To a person non-familiar with the work of Seattle’s Midday Veil, the first few minutes of Subterranean Ritual II, released on Translinguistic Other label is one of the many synth drone cassettes, with a slowly unveiling synthesizer drone leading to dreamy, meditative zones. But it soon turns out that the opening drone is just the canvas, upon which layers and layers of new sounds are painted.
Side A’s monster jam “Moon Temple” (nearly 24 minutes long!) slowly adds new elements to the tripped out concoction. The drums, initially shy and hidden with barely audible cymbal play, finally sets the steady, echoed rhythm over which shamanic moans rise and fall – like a more desert-friendly, slightly orientalized version of Ash Ra Tempel. For the majority of the track, the guitar is just barely there, noodling psychedelically in the background, while the reverbed invocations and the pulsing drone merge for a cosmic synergy. It gets more audible toward the end of the track, where the music finally topples and gains incredible momentum, resulting in a fuzzed-out, spastic jam, with six strings burning from frenetic soloing in the vein of Manuel Gottsching or Kawabata Makoto.
Side B’s “Naxos”, besides being considerably ten minutes shorter (a somewhat untypical move, especially for a cassette, where most artists tend to make both sides roughly identical in length) continues the slow, peyotic trance of side A. The music here is more rock-oriented, but it doesn’t mean it’s droneless – the massive drone appears after a few minutes and doesn’t live until the very end, pulsing relentlessly while the guitar spews out lonely, ominous notes and the slow drumming interrupted by washes of cymbal white noise set the mood for the desert ritual.

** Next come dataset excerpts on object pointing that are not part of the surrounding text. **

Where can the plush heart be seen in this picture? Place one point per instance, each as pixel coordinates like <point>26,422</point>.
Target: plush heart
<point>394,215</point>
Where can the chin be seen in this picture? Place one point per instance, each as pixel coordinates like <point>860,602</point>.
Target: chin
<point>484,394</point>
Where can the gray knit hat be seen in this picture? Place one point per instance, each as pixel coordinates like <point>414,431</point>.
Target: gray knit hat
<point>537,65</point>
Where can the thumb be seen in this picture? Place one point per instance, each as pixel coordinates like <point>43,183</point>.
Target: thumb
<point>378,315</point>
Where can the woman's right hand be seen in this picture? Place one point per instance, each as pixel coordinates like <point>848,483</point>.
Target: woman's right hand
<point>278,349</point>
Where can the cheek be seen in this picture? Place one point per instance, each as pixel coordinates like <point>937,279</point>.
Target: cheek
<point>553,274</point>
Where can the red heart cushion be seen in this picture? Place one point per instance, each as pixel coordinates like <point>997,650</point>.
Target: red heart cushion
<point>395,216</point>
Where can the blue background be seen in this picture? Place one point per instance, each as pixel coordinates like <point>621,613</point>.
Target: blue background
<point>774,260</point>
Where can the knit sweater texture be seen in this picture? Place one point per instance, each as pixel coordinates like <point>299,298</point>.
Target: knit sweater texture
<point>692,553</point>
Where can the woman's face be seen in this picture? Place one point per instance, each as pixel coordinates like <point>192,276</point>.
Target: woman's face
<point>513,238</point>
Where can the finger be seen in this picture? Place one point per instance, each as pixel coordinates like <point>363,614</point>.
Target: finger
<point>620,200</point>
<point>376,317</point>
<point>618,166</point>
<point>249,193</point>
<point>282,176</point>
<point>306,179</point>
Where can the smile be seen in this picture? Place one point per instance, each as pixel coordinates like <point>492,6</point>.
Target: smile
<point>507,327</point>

The dark, evocative atmosphere is amplified by the cassette’s artwork, featuring blurry, purple-hued images of a woman holding a candle, bringing images of 1960’s Satanist gatherings and LaVey/LSD based exploitation mania. Midday Veil sure managed to possess the spirits of the greats of psychedelic rock (Ash Ra Tempel, especially) and more importantly, they managed to let these spirits flow and release them onto the tape, where they etched their forms in form of music. Recommended.